To absorb, what is there in the world that Rankine writes should be “learned to not to absorb” it should be ignored and not accepted. I believe absorbing does not always mean making it apart of you or allowing words that don’t “belong” or “apply” to you affect you. I believe that you must absorb so that a stand and an observation can be taken and the “whomever” must hear those silent words. I question why are those words silent.

I find my self in a high rise of those “silent words” I always fall on silent words…seriously you cant some up the oppression of a entire race in every conversation where race is brought up.


What is the experience of being a conscious black person:

Being black is having to explain that saying African American sounds more racist than black because it’s an attempt to being morally correct or trying to defend racist thoughts. I’m just black.

Being black is writing on being black, and trying not to use the word “we” because you want to speak for you race without grouping like the white society does.

Being black is having to be aware of what you watch at white couple’s home when you baby sit because you don’t want to seem “too black”.

Being black is feeling that when your black experience comes out in conversations with other races you limit it what you say.

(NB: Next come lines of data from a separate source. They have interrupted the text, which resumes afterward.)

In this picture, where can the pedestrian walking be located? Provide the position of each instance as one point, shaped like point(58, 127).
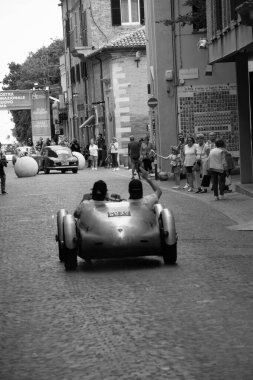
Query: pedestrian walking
point(29, 142)
point(180, 145)
point(3, 164)
point(189, 160)
point(209, 145)
point(175, 163)
point(200, 164)
point(217, 166)
point(114, 146)
point(100, 143)
point(134, 156)
point(93, 149)
point(75, 146)
point(145, 154)
point(230, 167)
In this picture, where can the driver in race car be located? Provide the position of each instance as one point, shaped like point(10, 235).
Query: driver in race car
point(97, 198)
point(135, 190)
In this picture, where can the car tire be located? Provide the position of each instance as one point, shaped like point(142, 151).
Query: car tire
point(70, 259)
point(170, 254)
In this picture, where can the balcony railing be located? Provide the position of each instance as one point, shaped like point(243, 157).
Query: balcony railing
point(225, 15)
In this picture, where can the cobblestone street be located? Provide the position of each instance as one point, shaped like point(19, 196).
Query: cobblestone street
point(131, 318)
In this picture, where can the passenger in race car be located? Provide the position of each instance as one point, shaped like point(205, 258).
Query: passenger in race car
point(135, 190)
point(98, 195)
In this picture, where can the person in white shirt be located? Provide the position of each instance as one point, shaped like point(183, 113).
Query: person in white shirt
point(217, 166)
point(93, 149)
point(189, 160)
point(201, 157)
point(114, 146)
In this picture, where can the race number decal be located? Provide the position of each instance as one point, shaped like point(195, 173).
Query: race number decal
point(119, 213)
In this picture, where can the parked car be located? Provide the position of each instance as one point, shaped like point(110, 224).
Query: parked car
point(21, 151)
point(9, 151)
point(57, 157)
point(115, 230)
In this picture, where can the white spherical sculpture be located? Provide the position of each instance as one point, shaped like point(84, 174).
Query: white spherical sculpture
point(81, 160)
point(26, 167)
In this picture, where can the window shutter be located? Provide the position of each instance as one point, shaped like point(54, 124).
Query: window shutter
point(67, 32)
point(142, 16)
point(116, 14)
point(77, 73)
point(84, 70)
point(84, 28)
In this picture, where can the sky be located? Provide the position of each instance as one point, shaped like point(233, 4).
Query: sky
point(25, 26)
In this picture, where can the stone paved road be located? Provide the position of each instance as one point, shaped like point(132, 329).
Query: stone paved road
point(127, 319)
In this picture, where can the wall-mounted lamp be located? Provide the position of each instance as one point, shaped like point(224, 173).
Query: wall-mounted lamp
point(137, 57)
point(106, 81)
point(209, 70)
point(245, 10)
point(202, 43)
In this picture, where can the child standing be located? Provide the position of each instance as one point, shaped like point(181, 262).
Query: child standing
point(93, 149)
point(175, 162)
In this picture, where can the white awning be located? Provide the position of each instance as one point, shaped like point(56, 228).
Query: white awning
point(88, 121)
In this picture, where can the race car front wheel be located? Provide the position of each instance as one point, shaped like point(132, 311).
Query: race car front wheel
point(70, 251)
point(70, 260)
point(60, 235)
point(170, 254)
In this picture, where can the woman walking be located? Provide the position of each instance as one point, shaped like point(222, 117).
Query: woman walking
point(145, 154)
point(93, 149)
point(189, 160)
point(201, 157)
point(114, 154)
point(217, 166)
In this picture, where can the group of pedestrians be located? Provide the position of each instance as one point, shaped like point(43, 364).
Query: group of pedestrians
point(204, 163)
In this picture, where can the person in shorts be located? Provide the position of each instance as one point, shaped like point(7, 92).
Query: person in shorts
point(134, 155)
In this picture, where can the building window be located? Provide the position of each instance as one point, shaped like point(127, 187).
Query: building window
point(77, 73)
point(73, 75)
point(199, 17)
point(84, 28)
point(84, 73)
point(127, 12)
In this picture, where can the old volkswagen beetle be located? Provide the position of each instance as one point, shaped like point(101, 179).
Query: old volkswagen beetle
point(115, 230)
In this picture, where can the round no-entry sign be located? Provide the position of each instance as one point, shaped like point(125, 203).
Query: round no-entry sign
point(152, 102)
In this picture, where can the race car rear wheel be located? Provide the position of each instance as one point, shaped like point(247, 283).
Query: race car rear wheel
point(46, 170)
point(170, 254)
point(70, 260)
point(60, 235)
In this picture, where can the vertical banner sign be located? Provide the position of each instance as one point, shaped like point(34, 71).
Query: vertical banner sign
point(40, 115)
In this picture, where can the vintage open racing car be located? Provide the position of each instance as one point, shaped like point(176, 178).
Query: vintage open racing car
point(116, 229)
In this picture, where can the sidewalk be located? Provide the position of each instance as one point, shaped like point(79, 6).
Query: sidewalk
point(237, 205)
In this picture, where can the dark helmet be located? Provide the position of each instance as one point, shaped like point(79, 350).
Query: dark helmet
point(135, 189)
point(99, 190)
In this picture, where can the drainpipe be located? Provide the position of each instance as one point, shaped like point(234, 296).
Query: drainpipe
point(174, 52)
point(71, 89)
point(102, 89)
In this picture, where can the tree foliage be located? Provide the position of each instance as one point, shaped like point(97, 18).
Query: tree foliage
point(196, 17)
point(41, 67)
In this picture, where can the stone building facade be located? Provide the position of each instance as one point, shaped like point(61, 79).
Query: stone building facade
point(105, 70)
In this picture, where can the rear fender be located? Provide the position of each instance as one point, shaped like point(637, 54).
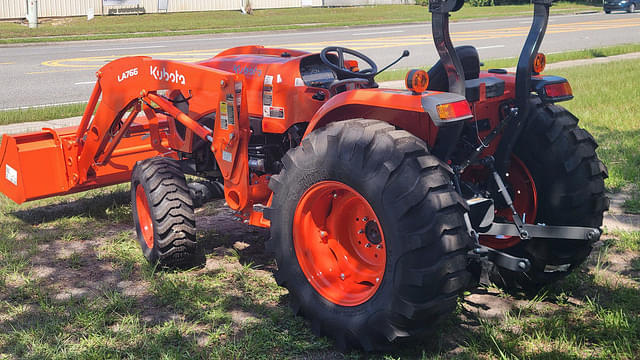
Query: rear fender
point(415, 113)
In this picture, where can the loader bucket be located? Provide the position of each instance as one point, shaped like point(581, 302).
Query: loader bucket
point(32, 165)
point(42, 164)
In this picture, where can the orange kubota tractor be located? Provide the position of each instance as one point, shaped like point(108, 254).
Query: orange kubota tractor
point(382, 204)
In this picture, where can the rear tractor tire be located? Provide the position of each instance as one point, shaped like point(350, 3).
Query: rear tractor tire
point(569, 181)
point(368, 234)
point(163, 214)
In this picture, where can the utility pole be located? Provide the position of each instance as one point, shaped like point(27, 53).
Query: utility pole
point(32, 13)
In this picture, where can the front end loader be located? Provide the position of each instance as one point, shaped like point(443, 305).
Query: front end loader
point(383, 205)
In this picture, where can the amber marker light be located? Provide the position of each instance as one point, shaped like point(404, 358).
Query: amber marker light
point(539, 62)
point(454, 110)
point(558, 90)
point(417, 80)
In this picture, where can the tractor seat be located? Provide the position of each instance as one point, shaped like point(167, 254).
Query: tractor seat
point(471, 65)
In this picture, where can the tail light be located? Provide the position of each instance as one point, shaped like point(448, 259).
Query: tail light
point(454, 110)
point(417, 80)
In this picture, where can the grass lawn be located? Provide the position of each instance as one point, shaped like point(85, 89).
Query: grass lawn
point(73, 282)
point(112, 27)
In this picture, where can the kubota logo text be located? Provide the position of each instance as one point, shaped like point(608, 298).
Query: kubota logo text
point(162, 74)
point(127, 74)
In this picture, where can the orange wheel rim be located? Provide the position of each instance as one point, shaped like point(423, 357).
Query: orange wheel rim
point(144, 216)
point(339, 243)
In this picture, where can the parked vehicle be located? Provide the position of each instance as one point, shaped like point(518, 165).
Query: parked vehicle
point(382, 204)
point(625, 5)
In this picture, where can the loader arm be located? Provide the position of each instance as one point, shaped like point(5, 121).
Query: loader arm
point(130, 124)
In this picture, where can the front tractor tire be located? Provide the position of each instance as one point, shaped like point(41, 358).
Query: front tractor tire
point(368, 234)
point(163, 214)
point(569, 181)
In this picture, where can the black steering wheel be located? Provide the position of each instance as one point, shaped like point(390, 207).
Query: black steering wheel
point(341, 70)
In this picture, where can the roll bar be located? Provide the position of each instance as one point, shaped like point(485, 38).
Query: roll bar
point(440, 10)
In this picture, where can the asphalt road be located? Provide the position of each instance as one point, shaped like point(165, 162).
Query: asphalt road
point(57, 73)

Being black is being asked is nappy the right terminology for natural hair.

Being black is having to try to keep the present “be” out of your casual conversation with whites… because you can’t say “I be running” without looking uneducated.

Being seen as disrespectful when you don’t recite the Pledge of Allegiance or the National anthem, because it wasn’t written for us anyway.

Being black is having to be better then the next white person because you will forever be compared to the “black lazy” stereotype.

Being black means you must be on time for everything or you will be seen as being on CP TIME. (color people time/always late)


What Rankine is saying in the novel is that there are moments when you can remain silent and ask “why do you feel comfortable saying this to me” or correct the ignorance of a society who only knows what is taught in schools and the media.

What happens when blacks in entertainment paint those white walls black, will society “allow” them or fight back? To not fall on silent words.

Recently that white wall has beginning to turn…to a small shade of light grey and America can’t take it. Recent artist that are popular among all races have made a strong black stand and the whites socialist are outraged.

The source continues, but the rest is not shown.